Today I was in a book store milling around the business section deciding what books to buy next. Searching for ‘Don’t make me think’ by Steve Krug a book that has been highly recommended to me by numerous people. Apparently the book is the bible for website functionally design and testing, which in my mind is a fundamentally important element to be a successful business topic. After a few minutes looking for the book I resorted to looking for it in the store PC. It was in the Internet section, not the business section. Logical yes, but shouldn’t business decision makers be reading this book as well as the web developer? Take that one step further and say that all frontline, customer centric managers should read a book like this and apply it to their actual physical locations.
Ask yourself, have you seen someone walk into your store, office or bar and look lost?
Do you regularly get frustrated by people who ask you the most basic of questions about your business?
Are your staff always complaining about how dumb customers are?
If you answer yes to these question you may have issues with physical location functionality.
The premise of web functionally testing is when customers are on a web site and cannot find what they want? They leave annoyed? This is bad for immediate conversion rates and statistically leads to the loss of a repeat customer who, from now on will think negative thoughts about your business. Why? Basically it all boils down to leaving the user frustrated, angry and feeling stupid. All bad for your business.
Today I work with and experience businesses who seem to forget about the functionally of their physical locations. Businesses need to find out how user friendly their businesses are, they need to figure out at what points people get confused and how they can fix them. Functionality can also be affected by things like staffing levels, new promotions, marketing material down to details like are your bathrooms clearly marked.

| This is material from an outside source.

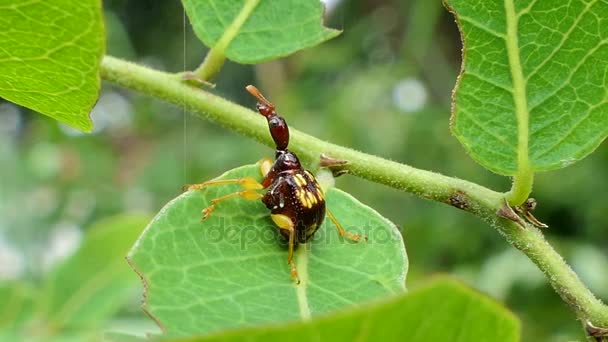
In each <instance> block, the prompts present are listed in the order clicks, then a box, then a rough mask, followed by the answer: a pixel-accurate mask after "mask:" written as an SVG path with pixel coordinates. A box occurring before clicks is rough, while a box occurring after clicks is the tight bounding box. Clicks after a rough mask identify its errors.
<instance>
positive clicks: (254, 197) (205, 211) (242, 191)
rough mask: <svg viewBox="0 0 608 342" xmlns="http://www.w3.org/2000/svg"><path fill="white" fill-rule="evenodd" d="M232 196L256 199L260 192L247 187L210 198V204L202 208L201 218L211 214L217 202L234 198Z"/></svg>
mask: <svg viewBox="0 0 608 342" xmlns="http://www.w3.org/2000/svg"><path fill="white" fill-rule="evenodd" d="M234 197H242V198H244V199H247V200H256V199H260V198H262V194H260V193H257V192H255V190H252V189H248V190H243V191H238V192H233V193H231V194H228V195H224V196H222V197H218V198H215V199H213V200H211V205H210V206H208V207H207V208H205V209H203V220H204V219H206V218H207V217H209V215H211V213H212V212H213V211H214V210H215V207H216V206H217V204H218V203H220V202H222V201H225V200H227V199H231V198H234Z"/></svg>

There is a lot to gain by bringing in some fresh eyes on your business systems, your branding, your signage and any processes your customers are involved in. You can bring in a consultant or simply ask someone you know (pay them) that has not been to your business to spend some time helping you. Ask them…
Can you find the toilet?
From the signs can you explain the current promotion back to me?
What are the services that this business offers?

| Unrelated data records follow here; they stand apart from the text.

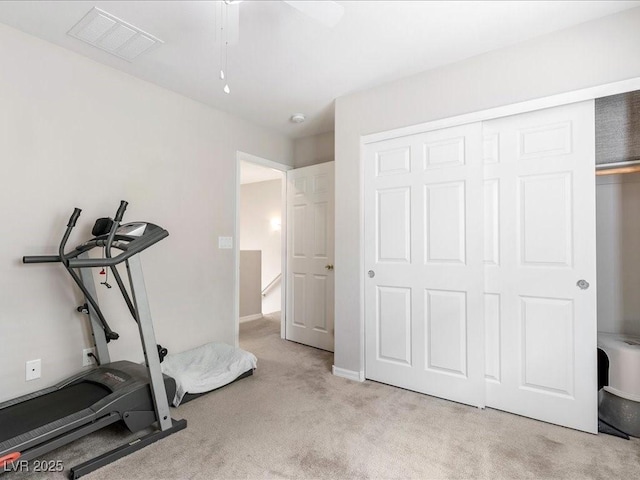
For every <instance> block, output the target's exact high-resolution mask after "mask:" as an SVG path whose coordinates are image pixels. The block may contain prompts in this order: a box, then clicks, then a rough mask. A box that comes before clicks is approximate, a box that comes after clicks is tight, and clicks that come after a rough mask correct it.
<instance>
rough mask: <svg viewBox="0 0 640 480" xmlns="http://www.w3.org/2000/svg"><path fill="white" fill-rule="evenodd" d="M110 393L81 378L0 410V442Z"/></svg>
mask: <svg viewBox="0 0 640 480" xmlns="http://www.w3.org/2000/svg"><path fill="white" fill-rule="evenodd" d="M110 393H111V390H109V389H108V388H106V387H104V386H102V385H98V384H95V383H89V382H81V383H78V384H76V385H71V386H69V387H66V388H63V389H61V390H56V391H55V392H51V393H48V394H46V395H42V396H41V397H35V398H32V399H31V400H27V401H26V402H22V403H18V404H16V405H12V406H10V407H7V408H3V409H2V410H0V443H2V442H4V441H6V440H9V439H10V438H14V437H17V436H18V435H22V434H23V433H26V432H29V431H31V430H33V429H36V428H39V427H42V426H43V425H46V424H48V423H51V422H55V421H56V420H59V419H61V418H64V417H66V416H67V415H71V414H73V413H76V412H79V411H81V410H84V409H85V408H89V407H90V406H91V405H93V404H94V403H96V402H97V401H98V400H100V399H102V398H104V397H106V396H107V395H109V394H110Z"/></svg>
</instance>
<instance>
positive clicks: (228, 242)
mask: <svg viewBox="0 0 640 480" xmlns="http://www.w3.org/2000/svg"><path fill="white" fill-rule="evenodd" d="M218 248H233V237H218Z"/></svg>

Can you call our recorded phone message and retrieve some information?
Etc, etc
Watch what they do? Ask them where they got lost? Ask what was effective? Ask for their advice on what would improve the business. Tweak the questions to your business and organize follow up questions before starting.
The most important thing to realize is, if you make the customer work to hard to spend money with you, you will lose them.
Cheers
Josh Mackey
Passionate about innovating, communicating, and executing great customer experiences.